Même si elle a pu se vouloir, avec la modernité de la fin du XIXe siècle et dans la lignée de Mallarmé et Valéry, intransitive, réflexive et hantée par la négativité, puis, dans les premières décennies du second XXe siècle, textualiste et formaliste, un Denis Roche appelant même à la considérer comme « inadmissible », le poète a pu y trouver aussi, dans la seconde moitié du XXe siècle et au début du XXIe siècles, une manière de changer le monde (Rimbaud, les surréalistes), de défendre un pays mais surtout l’Homme (la poésie sous l’Occupation), d’ « habiter » le monde (Hölderlin) et de proposer au lecteur une expérience « poéthique » (Michel Deguy), une expérience de la « présence » (Yves Bonnefoy) au contact du monde et d’autrui.
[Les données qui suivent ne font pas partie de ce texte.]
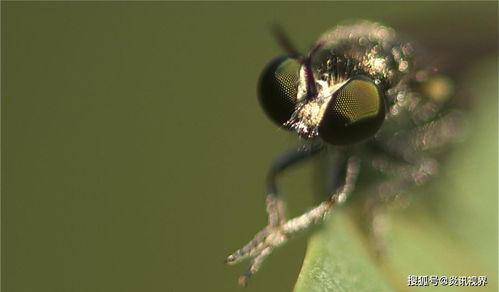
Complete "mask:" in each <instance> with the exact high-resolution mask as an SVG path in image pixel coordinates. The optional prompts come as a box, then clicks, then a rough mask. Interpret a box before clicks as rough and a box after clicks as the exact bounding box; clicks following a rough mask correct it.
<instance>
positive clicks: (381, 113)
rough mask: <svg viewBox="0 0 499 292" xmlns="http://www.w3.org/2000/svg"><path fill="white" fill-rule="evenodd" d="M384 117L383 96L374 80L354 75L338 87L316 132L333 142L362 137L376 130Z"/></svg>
mask: <svg viewBox="0 0 499 292" xmlns="http://www.w3.org/2000/svg"><path fill="white" fill-rule="evenodd" d="M384 119H385V102H384V97H383V96H382V94H381V93H380V92H379V90H378V87H377V86H376V85H375V84H374V82H373V81H372V80H371V79H369V78H367V77H365V76H357V77H355V78H352V79H351V80H349V81H348V82H347V83H345V85H343V86H342V87H341V88H340V89H338V90H337V91H336V92H335V93H334V95H333V97H332V98H331V100H330V102H329V104H328V105H327V108H326V111H325V113H324V116H323V117H322V120H321V122H320V124H319V135H320V136H321V137H322V139H324V141H326V142H328V143H330V144H333V145H348V144H354V143H358V142H361V141H363V140H366V139H368V138H370V137H372V136H374V134H376V132H377V131H378V129H379V128H380V127H381V124H382V123H383V120H384Z"/></svg>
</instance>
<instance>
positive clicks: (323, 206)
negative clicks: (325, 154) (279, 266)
mask: <svg viewBox="0 0 499 292" xmlns="http://www.w3.org/2000/svg"><path fill="white" fill-rule="evenodd" d="M319 150H320V148H319V149H310V150H308V151H307V153H303V150H301V151H295V152H288V153H286V154H285V155H283V156H281V158H279V159H278V160H276V162H275V163H274V164H273V167H272V168H271V171H270V172H269V176H268V178H269V180H268V184H267V190H268V191H269V192H268V196H267V211H268V212H269V224H268V225H267V227H266V228H265V229H263V230H262V231H260V232H259V233H258V234H257V235H256V236H255V238H254V239H253V240H252V241H250V242H249V243H248V244H247V245H246V246H244V247H243V248H241V249H240V250H238V251H236V252H235V253H233V254H232V255H230V256H229V257H228V258H227V260H226V261H227V263H229V264H233V263H236V262H239V261H241V260H244V259H246V258H253V260H252V262H251V264H250V267H249V269H248V270H247V272H246V273H245V274H244V275H243V276H242V277H241V278H240V279H239V283H240V284H241V285H243V286H245V285H246V284H247V282H248V280H249V279H250V278H251V276H252V275H254V274H255V273H256V272H257V271H258V269H259V268H260V266H261V264H262V262H263V261H264V260H265V258H266V257H267V256H268V255H270V254H271V253H272V251H273V250H274V249H275V248H277V247H279V246H280V245H282V244H284V243H285V242H286V241H287V240H288V239H289V238H290V237H291V236H293V235H294V234H296V233H297V232H299V231H301V230H304V229H306V228H308V227H309V226H310V225H312V224H313V223H315V222H319V221H321V220H322V218H323V217H324V215H325V214H326V212H327V211H328V210H329V209H330V208H331V207H332V206H333V205H334V204H335V203H337V202H341V201H344V200H345V199H346V197H347V196H348V194H349V193H351V191H352V190H353V186H354V184H355V178H356V177H357V172H358V160H357V159H354V158H352V159H350V160H349V163H348V166H347V170H346V172H347V175H346V177H345V183H344V186H343V187H342V188H341V190H340V191H338V192H337V193H335V194H333V195H332V196H331V197H330V198H329V199H328V200H327V201H325V202H323V203H322V204H320V205H319V206H317V207H315V208H313V209H312V210H310V211H308V212H306V213H305V214H303V215H301V216H298V217H296V218H293V219H291V220H288V221H286V219H285V217H284V214H283V213H282V207H281V206H283V203H282V202H281V199H280V198H279V197H278V196H277V188H276V185H275V177H276V175H277V174H278V173H279V172H280V171H282V170H284V169H285V168H287V167H288V166H290V165H292V164H294V163H296V162H297V161H300V160H302V159H304V158H309V157H311V156H312V155H313V154H315V153H316V152H318V151H319Z"/></svg>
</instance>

Le poète aujourd’hui continue majoritairement de recourir au livre, il ne faut pas l’oublier, mais il « descend » également dans la rue, ses poèmes sont affichés dans le métro, il rencontre ses lecteurs, entre en contact avec d’autres formes issues de la culture populaire (rapp, slam, art de rue, tags) ou des usages actuels (blogs), nourrit parfois l’ « utopie » d’une « poésie faite par tous » (voir les travaux récents d’Olivier Belin). Parole organisatrice ou questionnement sans relâche adressé à l’énigme, sa poésie est civilisatrice, créatrice de valeurs communes contre les singularités et la barbarie.